That’s right, it’s the French national soccer team returning from Moscow, with the actual World Cup in their hands, right there under your eyes. The very trophy you’ve seen them hoist the day before, in front of a TV audience estimated at half the population of the Earth.
Such was the experience TPG Lounge member Cody Pope had Monday at CDG. He immediately posted about it in the Lounge, our Facebook group for TPG readers — and because this is 2018, he had the footage to prove it: There’s French captain Hugo Lloris, walking off the plane and casually toting the most coveted sports trophy on the globe like it’s just something he picked up at the duty free shop. Flanking him, coach Didier Deschamps, and right behind, bearded striker Olivier Giroud, and then the whole team following, with a bunch of really excited French people howling joyfully for a soundtrack.
Since we are TPG, when we saw the footage we were just as excited as those bystanders — but to find out what the French team had flown on their way back from the victorious Russian campaign. A quick look at the news agency images just beamed in from CDG revealed the team had just walked off an Air France Boeing 777 sporting the letters PK on the nose gear doors.

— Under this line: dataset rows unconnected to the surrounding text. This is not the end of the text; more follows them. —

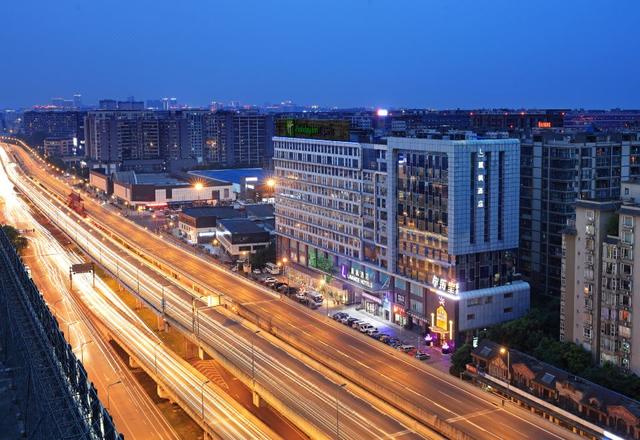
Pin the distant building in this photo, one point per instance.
(556, 169)
(161, 190)
(420, 232)
(600, 285)
(241, 237)
(41, 124)
(237, 139)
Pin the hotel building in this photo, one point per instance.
(420, 232)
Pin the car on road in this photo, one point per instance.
(351, 320)
(406, 348)
(365, 327)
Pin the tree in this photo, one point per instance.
(18, 241)
(460, 359)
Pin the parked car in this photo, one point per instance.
(339, 315)
(351, 320)
(365, 327)
(406, 348)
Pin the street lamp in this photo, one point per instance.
(338, 410)
(253, 360)
(504, 350)
(108, 389)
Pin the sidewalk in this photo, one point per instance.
(438, 360)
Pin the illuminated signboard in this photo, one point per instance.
(358, 276)
(441, 318)
(331, 130)
(446, 286)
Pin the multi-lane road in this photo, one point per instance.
(397, 379)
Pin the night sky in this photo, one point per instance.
(423, 53)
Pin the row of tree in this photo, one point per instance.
(536, 335)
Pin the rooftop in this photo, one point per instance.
(241, 226)
(213, 211)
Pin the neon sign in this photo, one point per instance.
(446, 286)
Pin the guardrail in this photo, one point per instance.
(57, 399)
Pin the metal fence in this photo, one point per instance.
(55, 397)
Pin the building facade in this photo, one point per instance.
(556, 170)
(419, 231)
(599, 281)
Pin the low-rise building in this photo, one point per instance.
(198, 225)
(241, 237)
(161, 190)
(591, 402)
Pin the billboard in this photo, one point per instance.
(329, 130)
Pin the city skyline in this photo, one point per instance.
(460, 55)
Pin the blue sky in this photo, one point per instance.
(423, 53)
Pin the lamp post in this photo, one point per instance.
(338, 410)
(108, 390)
(504, 350)
(253, 360)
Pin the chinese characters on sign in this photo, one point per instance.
(446, 286)
(359, 276)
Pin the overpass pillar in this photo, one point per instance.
(133, 363)
(162, 324)
(189, 349)
(256, 399)
(162, 393)
(203, 355)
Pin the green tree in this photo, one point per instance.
(460, 359)
(17, 240)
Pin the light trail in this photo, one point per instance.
(190, 386)
(295, 385)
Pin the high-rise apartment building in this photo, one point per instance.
(237, 139)
(556, 170)
(600, 285)
(419, 231)
(40, 124)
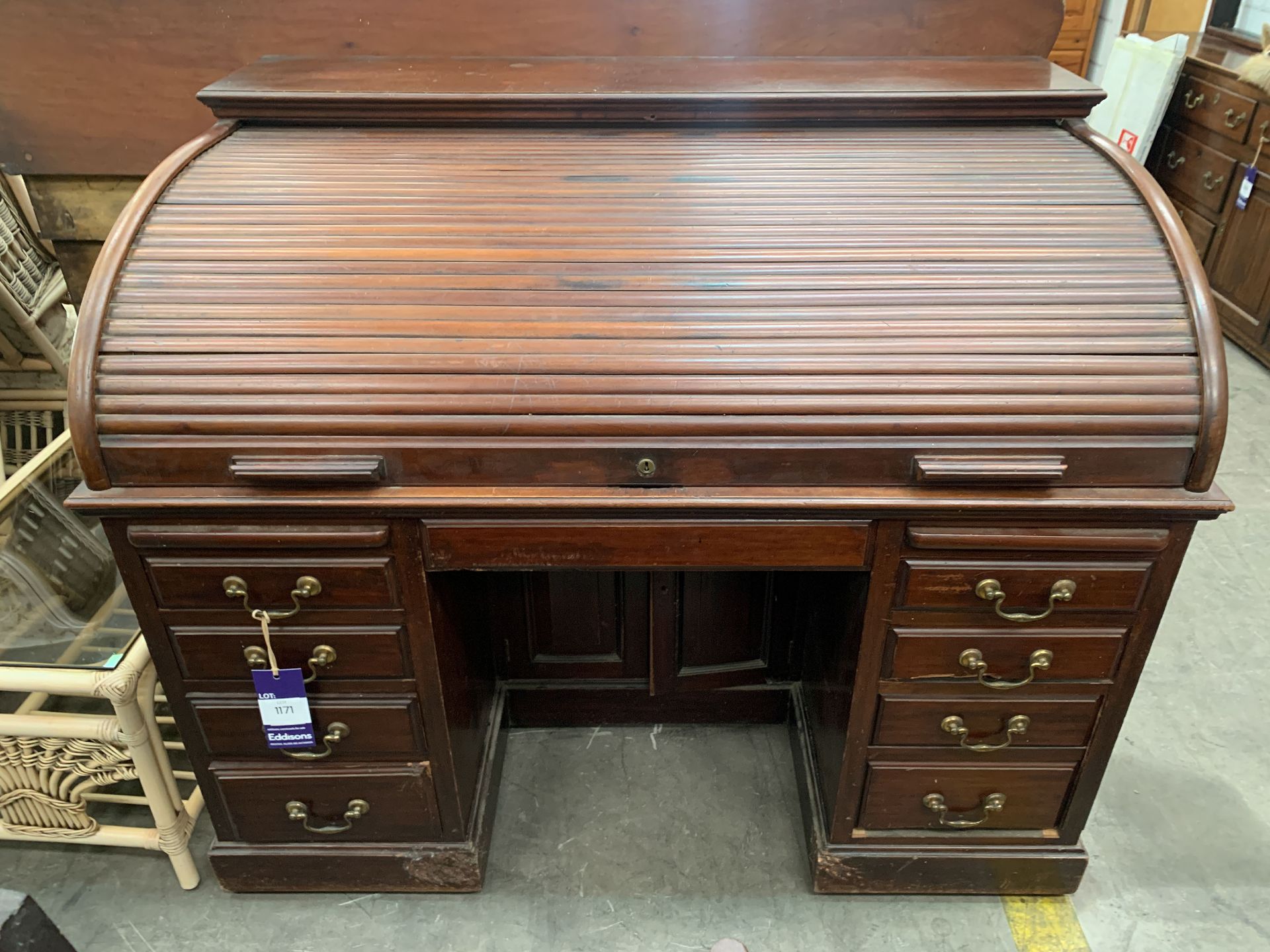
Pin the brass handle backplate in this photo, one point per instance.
(1015, 728)
(306, 587)
(321, 656)
(357, 809)
(334, 734)
(972, 659)
(991, 590)
(992, 804)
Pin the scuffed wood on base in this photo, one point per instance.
(337, 867)
(1001, 871)
(929, 869)
(583, 707)
(357, 867)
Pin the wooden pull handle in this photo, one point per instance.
(308, 469)
(990, 469)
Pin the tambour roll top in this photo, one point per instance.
(515, 273)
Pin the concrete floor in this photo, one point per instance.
(633, 840)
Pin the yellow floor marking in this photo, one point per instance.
(1044, 924)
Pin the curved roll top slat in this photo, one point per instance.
(516, 306)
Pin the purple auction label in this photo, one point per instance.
(285, 709)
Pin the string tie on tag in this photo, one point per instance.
(263, 617)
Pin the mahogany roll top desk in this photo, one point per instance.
(876, 397)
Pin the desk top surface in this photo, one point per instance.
(423, 87)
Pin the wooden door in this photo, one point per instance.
(716, 630)
(572, 625)
(1238, 268)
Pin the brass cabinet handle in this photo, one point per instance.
(1015, 728)
(357, 809)
(334, 734)
(321, 656)
(972, 659)
(992, 804)
(991, 590)
(306, 587)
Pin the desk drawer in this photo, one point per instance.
(636, 543)
(907, 796)
(371, 729)
(360, 651)
(1195, 171)
(196, 582)
(1108, 587)
(402, 804)
(922, 721)
(1214, 108)
(1076, 654)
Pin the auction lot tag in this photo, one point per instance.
(285, 709)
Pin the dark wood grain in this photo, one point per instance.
(378, 729)
(403, 803)
(361, 651)
(1039, 539)
(1236, 240)
(1034, 796)
(657, 416)
(790, 331)
(189, 582)
(646, 543)
(647, 89)
(1089, 654)
(235, 536)
(916, 721)
(105, 114)
(951, 584)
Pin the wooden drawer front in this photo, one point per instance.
(1195, 171)
(1039, 539)
(1109, 587)
(1082, 654)
(1199, 229)
(1214, 108)
(216, 653)
(896, 793)
(548, 543)
(403, 807)
(204, 536)
(376, 729)
(346, 583)
(919, 721)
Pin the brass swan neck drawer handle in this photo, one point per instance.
(1234, 121)
(335, 733)
(1015, 728)
(992, 804)
(972, 659)
(357, 809)
(991, 590)
(306, 587)
(320, 658)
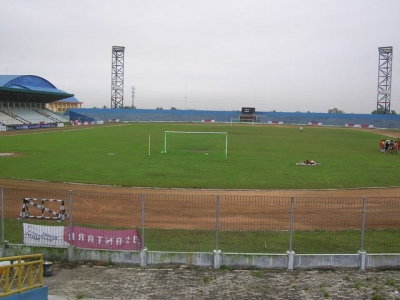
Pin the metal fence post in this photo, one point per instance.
(291, 225)
(71, 253)
(70, 216)
(2, 215)
(363, 223)
(217, 253)
(143, 251)
(217, 224)
(143, 243)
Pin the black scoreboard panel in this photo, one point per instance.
(248, 110)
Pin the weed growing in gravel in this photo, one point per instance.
(257, 273)
(206, 279)
(357, 285)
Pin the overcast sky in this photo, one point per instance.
(282, 55)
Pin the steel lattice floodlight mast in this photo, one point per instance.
(384, 79)
(117, 77)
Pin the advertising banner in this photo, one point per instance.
(40, 235)
(92, 238)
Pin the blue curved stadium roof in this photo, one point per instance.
(35, 84)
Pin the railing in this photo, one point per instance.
(203, 223)
(20, 273)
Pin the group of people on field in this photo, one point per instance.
(390, 146)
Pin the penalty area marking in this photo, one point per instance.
(6, 154)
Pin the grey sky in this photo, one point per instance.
(283, 55)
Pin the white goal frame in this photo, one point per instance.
(197, 132)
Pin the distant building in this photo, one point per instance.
(34, 92)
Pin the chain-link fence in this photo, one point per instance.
(203, 223)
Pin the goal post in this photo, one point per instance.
(196, 142)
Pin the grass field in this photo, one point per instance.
(259, 157)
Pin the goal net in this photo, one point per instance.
(194, 142)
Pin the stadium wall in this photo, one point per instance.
(294, 118)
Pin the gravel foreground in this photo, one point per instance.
(87, 281)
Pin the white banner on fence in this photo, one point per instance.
(39, 235)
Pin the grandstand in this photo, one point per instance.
(292, 118)
(24, 100)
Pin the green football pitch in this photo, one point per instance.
(246, 157)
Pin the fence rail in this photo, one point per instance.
(168, 222)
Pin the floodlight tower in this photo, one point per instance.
(117, 77)
(384, 79)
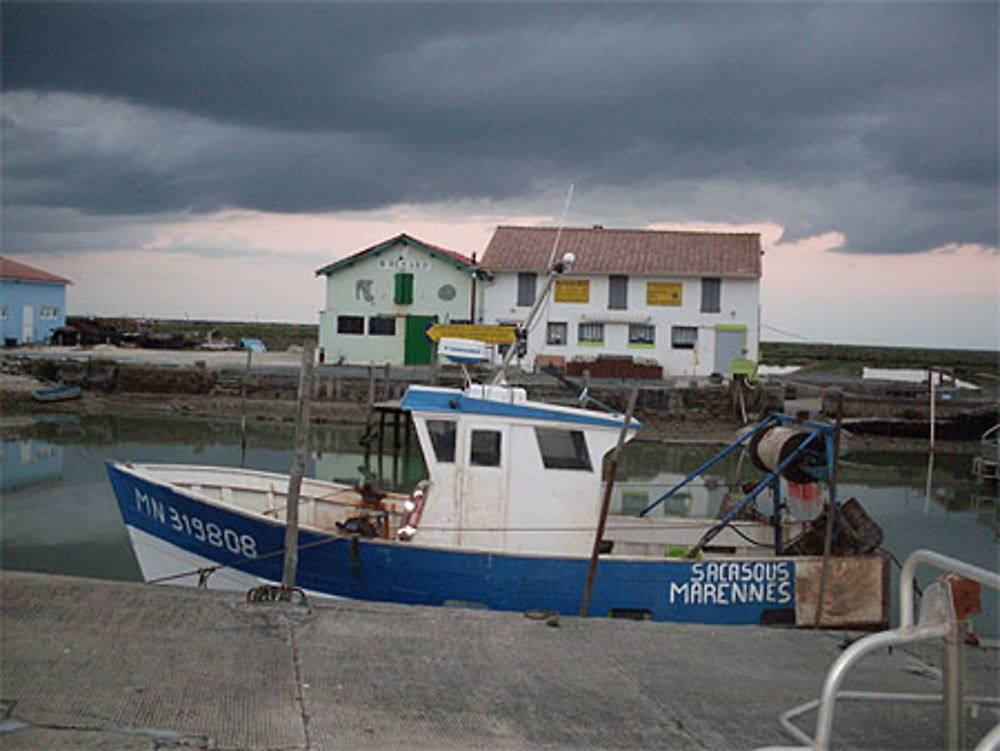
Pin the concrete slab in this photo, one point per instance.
(90, 664)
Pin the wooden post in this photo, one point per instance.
(298, 469)
(933, 406)
(602, 520)
(243, 410)
(828, 533)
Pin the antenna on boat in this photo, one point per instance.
(554, 269)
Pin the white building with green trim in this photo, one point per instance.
(380, 301)
(686, 301)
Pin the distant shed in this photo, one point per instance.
(32, 303)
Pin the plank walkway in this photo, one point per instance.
(109, 665)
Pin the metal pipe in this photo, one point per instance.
(845, 661)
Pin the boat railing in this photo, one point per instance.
(937, 620)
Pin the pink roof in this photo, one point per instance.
(10, 269)
(627, 251)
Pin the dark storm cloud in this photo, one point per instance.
(875, 120)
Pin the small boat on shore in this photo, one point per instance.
(60, 393)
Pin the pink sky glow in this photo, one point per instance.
(243, 265)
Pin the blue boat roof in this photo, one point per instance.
(456, 402)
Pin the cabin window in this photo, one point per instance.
(641, 335)
(442, 434)
(381, 326)
(555, 334)
(563, 449)
(711, 295)
(617, 292)
(404, 289)
(526, 289)
(590, 333)
(485, 450)
(350, 324)
(683, 337)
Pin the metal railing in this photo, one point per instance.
(937, 620)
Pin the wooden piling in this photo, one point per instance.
(612, 473)
(298, 469)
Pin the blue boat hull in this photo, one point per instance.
(733, 591)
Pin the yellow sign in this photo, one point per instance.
(663, 293)
(572, 290)
(478, 332)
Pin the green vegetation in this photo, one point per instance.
(850, 358)
(276, 336)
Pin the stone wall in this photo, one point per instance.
(707, 402)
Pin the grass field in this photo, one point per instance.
(851, 358)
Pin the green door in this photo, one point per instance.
(418, 346)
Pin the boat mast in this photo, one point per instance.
(554, 269)
(521, 334)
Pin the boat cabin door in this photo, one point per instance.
(484, 486)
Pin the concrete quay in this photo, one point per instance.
(110, 665)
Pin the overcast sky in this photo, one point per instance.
(204, 159)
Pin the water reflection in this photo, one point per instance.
(58, 514)
(26, 463)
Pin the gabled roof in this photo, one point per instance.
(626, 251)
(11, 269)
(457, 259)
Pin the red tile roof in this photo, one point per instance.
(10, 269)
(627, 251)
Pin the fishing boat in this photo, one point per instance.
(60, 393)
(510, 517)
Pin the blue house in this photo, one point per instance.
(32, 303)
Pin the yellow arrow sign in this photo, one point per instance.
(479, 332)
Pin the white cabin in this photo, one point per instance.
(473, 440)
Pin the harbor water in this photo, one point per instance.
(58, 514)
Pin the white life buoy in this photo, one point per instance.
(414, 506)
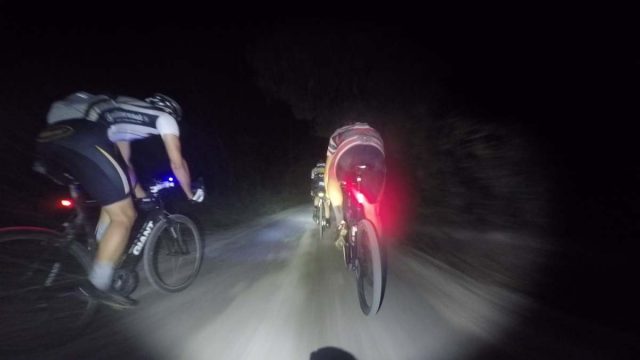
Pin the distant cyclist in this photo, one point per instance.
(355, 144)
(317, 186)
(89, 136)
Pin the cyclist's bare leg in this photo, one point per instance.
(103, 223)
(121, 216)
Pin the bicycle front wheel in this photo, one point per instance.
(370, 269)
(40, 301)
(174, 254)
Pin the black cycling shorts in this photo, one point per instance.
(374, 174)
(83, 149)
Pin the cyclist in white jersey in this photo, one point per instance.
(83, 134)
(355, 144)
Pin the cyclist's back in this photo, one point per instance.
(350, 146)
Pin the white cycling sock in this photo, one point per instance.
(101, 275)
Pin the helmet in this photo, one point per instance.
(166, 104)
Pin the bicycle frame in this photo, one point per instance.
(79, 229)
(353, 213)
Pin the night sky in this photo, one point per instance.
(568, 82)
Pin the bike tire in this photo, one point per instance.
(321, 220)
(162, 239)
(41, 304)
(371, 270)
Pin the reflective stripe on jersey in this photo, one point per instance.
(355, 133)
(130, 119)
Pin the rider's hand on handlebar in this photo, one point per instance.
(198, 196)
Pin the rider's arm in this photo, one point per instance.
(178, 163)
(125, 151)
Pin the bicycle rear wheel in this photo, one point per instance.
(321, 220)
(174, 253)
(40, 304)
(370, 269)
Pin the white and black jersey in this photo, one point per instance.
(129, 119)
(126, 118)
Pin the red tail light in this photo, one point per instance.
(66, 203)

That identified it as a 777-200ER with the registration F-GSPK. Usually, Papa Kilo plies the Air France world network, but on Monday it was on a special mission. A check of tracking site FlightRadar24 revealed that in the past few days it flew to China, Panama, the US and Brazil, and that Monday morning it left Paris early to fly to Moscow’s Sheremetyevo Airport (SVO) and bring back the winners, operating as a one-off flight, AF4001.
The players were welcomed, not surprisingly, as heroes, paraded down the Champs-Elysées and received by President Emmanuel Macron.
But what about their Croatian opponents, defeated but unbowed after fighting bravely until the last minute, in a 4-2 final that will be remembered as one of the most thrilling in World Cup history? They landed back in Zagreb to a welcome just as heroic as the victors’, including a pretty unusual honor guard of majorettes. Their plane was a bit smaller, a Croatia Airlines Airbus A319, but their smiles were almost as big: They had just shown the world that their tiny nation of four million had a rightful seat at the biggest event on Earth.